Huitièmes de finale de la CAN : L’heure  de la vérité et des grands chocs 

La phase de groupes de la Coupe d’Afrique des Nations Maroc 2025 à peine refermée, la compétition change brutalement de visage. Place aux huitièmes de finale, programmés du 3 au 6 janvier, une étape charnière où la moindre erreur devient fatale et où les grandes rivalités africaines refont surface. À ce stade, la CAN cesse d’être un tournoi de calculs pour devenir un champ de bataille footballistique, mêlant tactique, puissance, mémoire et orgueil continental.

Le tableau final offre une série d’affiches au parfum de déjà-vu, marquées par l’éternel affrontement entre les sélections arabes du Nord et les géants athlétiques d’Afrique de l’Ouest et centrale. Une opposition de styles qui structure l’histoire de la CAN depuis des décennies.

Pays hôte, le Maroc lancera les huitièmes dimanche au stade Prince Moulay Abdellah de Rabat face à la Tanzanie. Sur le papier, les Lions de l’Atlas partent favoris, mais dans leur horizon se dessine déjà une route semée d’embûches. À domicile, l’objectif est clair : aller au bout. Mais les Marocains savent qu’il leur faudra tôt ou tard se mesurer à cette Afrique de l’Ouest conquérante, vainqueur de quatre des six dernières éditions du tournoi.

Samedi soir à Casablanca, le Mali et la Tunisie raviveront une rivalité bien connue des habitués de la CAN. Les Aigles maliens, toujours à la recherche d’un premier sacre continental, se frottent à une Tunisie expérimentée, championne d’Afrique en 2004 et rompue aux matchs à haute pression. Un duel d’usure, où la rigueur tactique tunisienne fera face à l’intensité et à la projection rapide du jeu malien.
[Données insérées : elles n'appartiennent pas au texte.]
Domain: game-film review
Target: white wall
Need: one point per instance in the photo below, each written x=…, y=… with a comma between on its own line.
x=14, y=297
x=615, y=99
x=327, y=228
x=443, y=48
À Agadir, lundi, l’Égypte, monument du football africain avec ses sept titres, croisera la route du Bénin. Les Pharaons, en quête d’un retour au sommet depuis leur dernier sacre en 2010, affrontent un outsider libéré, sans complexe, capable de jouer les trouble-fêtes. Un choc entre l’histoire et l’insouciance.

L’affiche la plus attendue de ces huitièmes se jouera mardi à Rabat : Algérie – République démocratique du Congo. Un duel électrique entre des Fennecs en quête de rédemption après plusieurs campagnes décevantes, et une RDC puissante, ambitieuse et sans peur, symbole d’une Afrique centrale prête à bousculer l’ordre établi. La discipline tactique algérienne devra résister à la densité physique et à la verticalité congolaise, dans un match à haute intensité.

Le Sénégal, champion d’Afrique 2021, ouvrira le bal des huitièmes à Tanger face au Soudan. Ultra-favoris, les Lions de la Teranga abordent ce match avec le statut à assumer. En face, le Soudan avance sans pression, porté par une qualification inattendue et une solidarité défensive qui a défié les statistiques.

Autre choc au sommet, Cameroun – Afrique du Sud à Rabat promet un duel ouvert entre deux nations au pedigree continental solide. Dans le même temps, la Côte d’Ivoire, tenante du titre, défiera le Burkina Faso à Marrakech dans une affiche qui sent la poudre, tant les confrontations entre ces deux sélections ont souvent accouché de scénarios renversants.

Enfin, le Nigeria part favori face au Mozambique, révélation du tournoi après avoir décroché sa toute première victoire dans l’histoire de la CAN aux dépens du Gabon. Mais à ce stade de la compétition, les statuts pèsent parfois moins que la dynamique.

Ces huitièmes de finale marquent l’entrée officielle dans la CAN de vérité. Chaque rencontre dépasse le simple cadre sportif pour devenir une confrontation d’identités, de philosophies de jeu et de trajectoires nationales. Nord contre Ouest, expérience contre puissance, tradition contre ambition : la route vers les quarts de finale s’annonce impitoyable et passionnante.